Foetidia is a genus of flowering plants first described as a genus in 1788.

Most authors place the genus in the family Lecythidaceae, the sole genus in the subfamily Foetidioideae, but some prefer to treat it as a distinct family, the Foetidiaceae.
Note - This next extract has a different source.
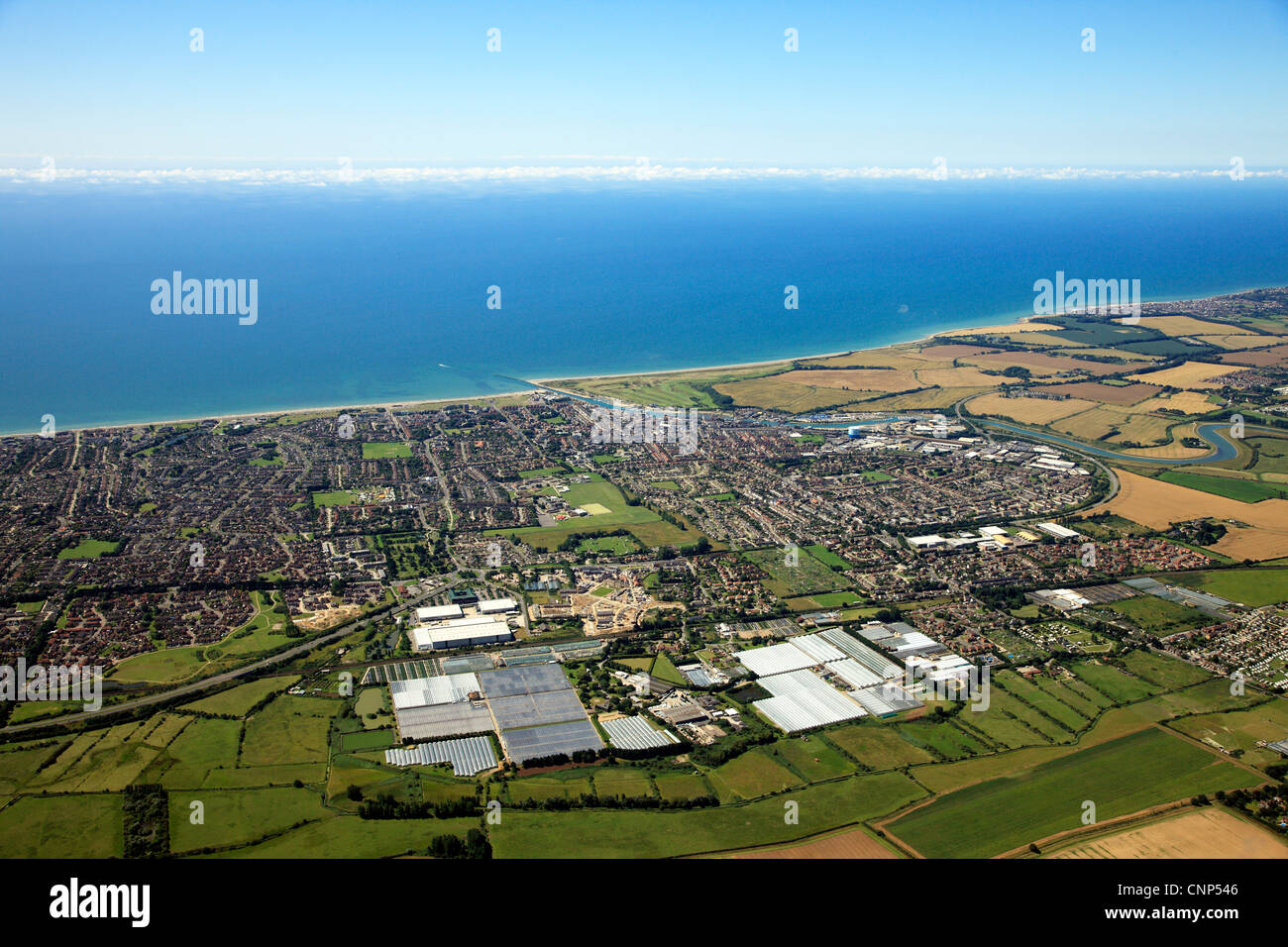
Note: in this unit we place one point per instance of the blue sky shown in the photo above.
(1170, 85)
It is native to eastern Africa and to various islands in the Indian Ocean.

== Species ==

Source:

1. Foetidia africana - Uzaramo District in Tanzania
2. Foetidia asymetrica - Madagascar
3. Foetidia capuronii - Madagascar
4. Foetidia clusioides - Madagascar
5. Foetidia comorensis - Mayotte
6. Foetidia cuneata - Madagascar
7. Foetidia delphinensis - Madagascar
8. Foetidia dracaenoides - Madagascar
9. Foetidia macrocarpa - Madagascar
10. Foetidia mauritiana - Mauritius, Réunion
11. Foetidia obliqua - Pemba I, Madagascar
12. Foetidia parviflora - Madagascar
13. Foetidia pterocarpa - Madagascar
14. Foetidia retusa - Madagascar
15. Foetidia rodriguesiana - Rodrigues
16. Foetidia rubescens - Madagascar
17. Foetidia sambiranensis - Madagascar
18. Foetidia vohemarensis - Madagascar

The wood of Foetidia mauritiana is one of several woods known as stinkwood because of its unpleasant smell.